Simpson, Michael Howard, who was 21 at the time, Taurus Cooley, who was 19, and
Theodore Troutman, 20, were confronted by Hunter and three other men, including
Anderson, who were armed with pistols, police said.
Simpson and his friends were all shot by Hunter, according to testimony. All
except Simpson survived.
The hearing, before Circuit Judge Frank Marriott, is expected to take all day.
(source: Daytona Beach News-Jouranl)
US MILITARY:
Pentagon won’t slow 9/11 death penalty filings----A senior Pentagon official
told defense lawyers to write him by Monday on why the Sept. 11 mass murder
file should not go forward as a death-penalty case.
A senior Pentagon official on Friday refused to delay a pre-arraignment phase
in the prosecution of five Guantánamo captives accused of conspiring in the
Sept. 11 attacks.
Defense lawyers had asked to delay at least until this summer the process of
filing memorandum on why the 9/11 trial should not go forward as a capital
case.
They cited an ongoing dispute over the prison camps handling of privileged
attorney-client mail, now being addressed in several courts, as well as delays
by some defense lawyers in meeting with their alleged terrorist clients.
But the Pentagon official, retired Vice Adm. Bruce MacDonald, wrote 9/11
defense lawyers on Friday that Monday was still the deadline to argue in
writing why life imprisonment — not military execution — should be the maximum
possible penalty in the future tribunals of confessed 9/11 mastermind Khalid
Sheik Mohammed and four other alleged conspirators.
Under that timetable, the Sept. 11 accused could be brought before a judge for
arraignment at Guantánamo’s Camp Justice as early as March. In the case of
Ramzi bin al Shibh, who allegedly put together the German hijackers’ cell, his
military lawyer has argued the Yemeni was likely not mentally fit to stand
trial because Guantánamo medical staff had him on psychotropic drugs. His
civilian lawyer, Buffalo attorney James P. Harrington, said he had no time to
make any form of a “mitigation argument” before Monday’s deadline.

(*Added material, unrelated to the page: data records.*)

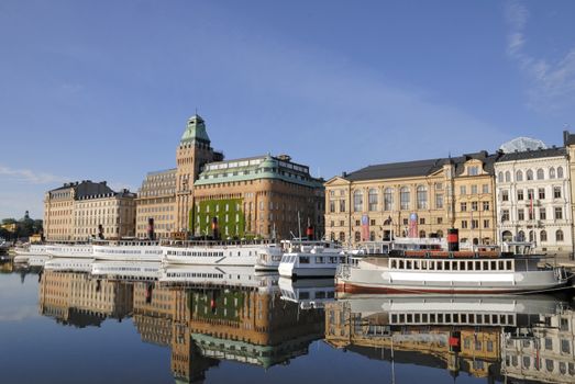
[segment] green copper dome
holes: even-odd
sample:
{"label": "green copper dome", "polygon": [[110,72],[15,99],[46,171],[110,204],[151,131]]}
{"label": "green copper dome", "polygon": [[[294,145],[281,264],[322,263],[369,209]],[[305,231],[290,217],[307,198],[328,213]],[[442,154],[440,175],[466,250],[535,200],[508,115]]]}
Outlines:
{"label": "green copper dome", "polygon": [[184,131],[184,135],[181,135],[180,143],[193,143],[195,140],[210,143],[210,137],[208,137],[208,133],[206,132],[206,123],[198,114],[188,118],[188,124],[186,131]]}

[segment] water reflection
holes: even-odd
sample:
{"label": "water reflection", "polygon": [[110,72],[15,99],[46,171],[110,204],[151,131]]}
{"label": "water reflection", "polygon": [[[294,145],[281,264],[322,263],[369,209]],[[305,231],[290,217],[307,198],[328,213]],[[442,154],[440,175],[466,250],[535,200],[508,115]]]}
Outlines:
{"label": "water reflection", "polygon": [[453,377],[572,383],[573,320],[553,296],[352,296],[325,305],[325,341]]}
{"label": "water reflection", "polygon": [[201,381],[222,360],[263,369],[287,363],[307,354],[309,345],[324,335],[323,309],[302,310],[297,302],[283,300],[277,275],[232,273],[223,281],[220,271],[200,284],[197,276],[147,280],[133,266],[120,267],[120,279],[115,270],[103,273],[110,266],[100,267],[98,274],[46,269],[40,313],[79,328],[132,317],[142,341],[172,349],[178,381]]}
{"label": "water reflection", "polygon": [[[2,272],[38,280],[38,313],[55,324],[87,335],[106,329],[107,319],[130,319],[122,326],[133,325],[142,342],[169,349],[177,382],[202,382],[222,366],[229,371],[219,372],[234,381],[237,371],[224,362],[264,372],[307,355],[314,366],[323,359],[318,353],[350,362],[341,381],[369,370],[395,381],[402,366],[420,377],[434,370],[455,381],[462,374],[474,382],[575,381],[575,312],[564,297],[335,298],[332,280],[294,282],[248,268],[44,262],[43,269],[3,264]],[[310,345],[322,339],[328,347],[309,355]],[[373,360],[383,364],[368,364]],[[321,380],[327,373],[318,371],[314,377]]]}

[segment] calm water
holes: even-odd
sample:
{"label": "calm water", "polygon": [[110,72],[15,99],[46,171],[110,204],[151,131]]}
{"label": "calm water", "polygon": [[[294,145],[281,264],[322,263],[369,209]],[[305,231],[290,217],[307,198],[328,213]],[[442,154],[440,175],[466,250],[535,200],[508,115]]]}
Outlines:
{"label": "calm water", "polygon": [[274,275],[0,269],[2,383],[575,382],[570,297],[335,301],[329,281]]}

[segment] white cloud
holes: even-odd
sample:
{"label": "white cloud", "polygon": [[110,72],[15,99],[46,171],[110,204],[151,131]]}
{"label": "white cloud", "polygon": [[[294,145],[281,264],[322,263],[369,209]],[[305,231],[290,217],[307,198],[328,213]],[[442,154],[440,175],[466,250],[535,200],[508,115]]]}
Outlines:
{"label": "white cloud", "polygon": [[572,106],[575,97],[575,46],[560,60],[537,58],[526,52],[524,29],[529,11],[518,1],[506,3],[509,25],[507,54],[519,64],[529,77],[530,106],[535,110],[556,110]]}
{"label": "white cloud", "polygon": [[0,176],[5,176],[16,181],[23,181],[32,184],[51,184],[64,182],[67,179],[59,176],[54,176],[46,172],[37,172],[30,169],[13,169],[0,165]]}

MacDonald approved Harrington’s appointment in July. But U.S. intelligence
agencies didn’t grant him permission to meet the former CIA captive until
December.
“I only met my client 2 weeks ago,” Harrington told The Miami Herald. “I just
got a security clearance; there is no way we can do it.” MacDonald made clear
in his rejection of the pleas for delay that the law does not require him to
consider defense lawyers’ arguments against military execution as the ultimate
penalty in a Guantánamo military commission case.
“Considering the seriousness of the charges and the potential penalty, I
concluded it was appropriate to do so in this case, but only if the defense
could submit such matters in a timely manner,” he wrote Navy Cmdr. Walter Ruiz,
defending Saudi captive Mustafa al Hawsawi. “You were given more than adequate
time in which to prepare matters in mitigation for my consideration.”
(source: Miami Herald)
DELAWARE:
Judge rejects appeal of death-row inmate Ploof
A Delaware Superior Court judge has upheld the conviction and death sentence of
a former Dover Air Force Base sergeant who killed his wife to collect on her
life-insurance policy.
Gary Ploof was convicted of shooting of his wife, Heidi, as she sat in her car
in the parking lot of a Dover Wal-Mart in 2001.

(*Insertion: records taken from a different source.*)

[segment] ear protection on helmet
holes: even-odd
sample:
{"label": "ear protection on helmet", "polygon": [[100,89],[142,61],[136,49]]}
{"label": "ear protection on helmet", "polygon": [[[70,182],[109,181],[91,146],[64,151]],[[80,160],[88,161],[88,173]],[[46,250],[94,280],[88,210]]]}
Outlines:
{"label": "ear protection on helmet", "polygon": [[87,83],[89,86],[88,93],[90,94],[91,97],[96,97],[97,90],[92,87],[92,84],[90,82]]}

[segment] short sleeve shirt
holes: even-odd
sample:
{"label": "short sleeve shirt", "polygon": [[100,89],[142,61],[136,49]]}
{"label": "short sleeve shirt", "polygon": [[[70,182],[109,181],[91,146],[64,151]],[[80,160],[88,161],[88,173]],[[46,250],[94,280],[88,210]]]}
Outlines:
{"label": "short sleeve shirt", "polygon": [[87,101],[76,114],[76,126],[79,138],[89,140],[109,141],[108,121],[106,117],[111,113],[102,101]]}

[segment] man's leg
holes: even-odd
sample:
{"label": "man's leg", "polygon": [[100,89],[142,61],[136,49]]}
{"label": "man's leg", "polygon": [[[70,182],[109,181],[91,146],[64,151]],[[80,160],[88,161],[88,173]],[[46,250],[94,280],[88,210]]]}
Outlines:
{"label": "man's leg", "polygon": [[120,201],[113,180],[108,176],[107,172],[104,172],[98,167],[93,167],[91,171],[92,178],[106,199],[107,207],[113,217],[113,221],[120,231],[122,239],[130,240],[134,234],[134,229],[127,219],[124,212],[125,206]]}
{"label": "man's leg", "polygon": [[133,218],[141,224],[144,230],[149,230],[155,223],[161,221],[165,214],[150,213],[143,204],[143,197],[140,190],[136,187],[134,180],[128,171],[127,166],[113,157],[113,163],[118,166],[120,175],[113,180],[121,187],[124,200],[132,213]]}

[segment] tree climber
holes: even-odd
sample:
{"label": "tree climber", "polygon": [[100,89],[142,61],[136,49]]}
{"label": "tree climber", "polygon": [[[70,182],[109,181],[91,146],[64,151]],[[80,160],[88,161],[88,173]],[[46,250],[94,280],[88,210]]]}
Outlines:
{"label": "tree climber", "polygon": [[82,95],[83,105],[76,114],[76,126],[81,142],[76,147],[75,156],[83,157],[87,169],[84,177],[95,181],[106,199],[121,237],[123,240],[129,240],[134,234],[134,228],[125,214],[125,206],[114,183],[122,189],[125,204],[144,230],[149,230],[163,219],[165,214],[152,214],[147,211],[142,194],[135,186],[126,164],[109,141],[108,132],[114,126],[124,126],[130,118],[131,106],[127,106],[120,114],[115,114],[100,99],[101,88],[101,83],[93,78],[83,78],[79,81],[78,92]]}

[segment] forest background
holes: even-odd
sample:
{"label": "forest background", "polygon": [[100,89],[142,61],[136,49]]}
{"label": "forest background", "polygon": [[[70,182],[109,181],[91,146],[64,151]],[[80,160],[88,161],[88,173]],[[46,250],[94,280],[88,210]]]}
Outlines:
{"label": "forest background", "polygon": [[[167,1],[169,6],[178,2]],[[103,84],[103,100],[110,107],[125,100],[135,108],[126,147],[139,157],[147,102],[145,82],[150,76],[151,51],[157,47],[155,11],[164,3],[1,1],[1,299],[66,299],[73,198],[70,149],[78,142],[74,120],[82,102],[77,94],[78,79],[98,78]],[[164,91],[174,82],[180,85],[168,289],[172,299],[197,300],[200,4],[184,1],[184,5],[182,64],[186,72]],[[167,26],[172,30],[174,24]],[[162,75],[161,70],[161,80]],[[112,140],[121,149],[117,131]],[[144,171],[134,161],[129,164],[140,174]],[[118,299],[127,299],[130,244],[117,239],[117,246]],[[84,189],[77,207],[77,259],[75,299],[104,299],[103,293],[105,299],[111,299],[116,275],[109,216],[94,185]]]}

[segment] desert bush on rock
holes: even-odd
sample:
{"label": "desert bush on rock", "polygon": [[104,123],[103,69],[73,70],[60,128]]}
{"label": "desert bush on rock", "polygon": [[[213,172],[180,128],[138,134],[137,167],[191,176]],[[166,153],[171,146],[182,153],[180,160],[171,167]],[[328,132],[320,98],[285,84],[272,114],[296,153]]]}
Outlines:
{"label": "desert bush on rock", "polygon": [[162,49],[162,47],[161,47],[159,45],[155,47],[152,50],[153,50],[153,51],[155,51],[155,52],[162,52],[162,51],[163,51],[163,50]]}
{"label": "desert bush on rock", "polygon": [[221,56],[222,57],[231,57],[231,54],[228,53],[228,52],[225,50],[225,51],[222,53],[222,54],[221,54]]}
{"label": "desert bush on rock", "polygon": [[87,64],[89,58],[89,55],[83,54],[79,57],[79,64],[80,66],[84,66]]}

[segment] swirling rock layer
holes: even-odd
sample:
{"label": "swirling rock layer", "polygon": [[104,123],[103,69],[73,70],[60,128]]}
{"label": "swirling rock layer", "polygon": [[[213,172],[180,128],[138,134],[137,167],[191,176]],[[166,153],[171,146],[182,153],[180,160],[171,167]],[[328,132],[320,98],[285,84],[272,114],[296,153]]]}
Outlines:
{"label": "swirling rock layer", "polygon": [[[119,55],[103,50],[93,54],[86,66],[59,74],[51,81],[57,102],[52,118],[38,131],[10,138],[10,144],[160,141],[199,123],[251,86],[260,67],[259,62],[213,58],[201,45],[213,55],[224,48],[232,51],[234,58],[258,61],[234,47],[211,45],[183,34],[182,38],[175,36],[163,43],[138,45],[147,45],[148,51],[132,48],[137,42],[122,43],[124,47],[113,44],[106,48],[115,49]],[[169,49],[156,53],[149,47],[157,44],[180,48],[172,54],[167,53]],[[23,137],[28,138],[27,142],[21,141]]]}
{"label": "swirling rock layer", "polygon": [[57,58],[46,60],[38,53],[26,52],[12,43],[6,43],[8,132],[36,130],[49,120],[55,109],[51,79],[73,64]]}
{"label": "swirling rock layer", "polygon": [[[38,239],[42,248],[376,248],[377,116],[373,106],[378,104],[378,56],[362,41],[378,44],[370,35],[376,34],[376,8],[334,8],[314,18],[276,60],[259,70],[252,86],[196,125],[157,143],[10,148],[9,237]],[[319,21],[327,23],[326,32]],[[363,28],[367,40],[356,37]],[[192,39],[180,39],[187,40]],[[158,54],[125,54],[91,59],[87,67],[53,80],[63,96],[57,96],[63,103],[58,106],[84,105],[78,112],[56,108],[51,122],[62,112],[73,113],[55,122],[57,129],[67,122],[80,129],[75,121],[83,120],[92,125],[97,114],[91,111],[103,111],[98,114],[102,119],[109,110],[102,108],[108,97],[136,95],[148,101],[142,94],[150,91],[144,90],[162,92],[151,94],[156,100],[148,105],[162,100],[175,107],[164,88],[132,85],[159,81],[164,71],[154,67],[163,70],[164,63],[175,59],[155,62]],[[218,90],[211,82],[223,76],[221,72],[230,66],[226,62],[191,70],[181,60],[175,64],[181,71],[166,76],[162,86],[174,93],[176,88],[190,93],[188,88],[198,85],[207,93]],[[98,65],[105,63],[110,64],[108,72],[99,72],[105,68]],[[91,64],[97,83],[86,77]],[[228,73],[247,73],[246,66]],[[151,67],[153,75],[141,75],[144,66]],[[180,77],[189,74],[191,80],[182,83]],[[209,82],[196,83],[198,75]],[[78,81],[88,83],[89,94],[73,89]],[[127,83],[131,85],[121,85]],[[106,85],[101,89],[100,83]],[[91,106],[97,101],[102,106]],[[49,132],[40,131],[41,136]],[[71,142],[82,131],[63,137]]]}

Ploof claimed that his wife committed suicide, but store security cameras
captured him at the scene.
Ploof argued a laundry list of issues on appeal, including that his lawyers
were ineffective and that there were problems with the selection and conduct of
jurors.
But the judge ruled this week that none of Ploof's arguments was sufficient to
overturn his conviction and sentence.
Ploof lost a state Supreme Court appeal in 2004.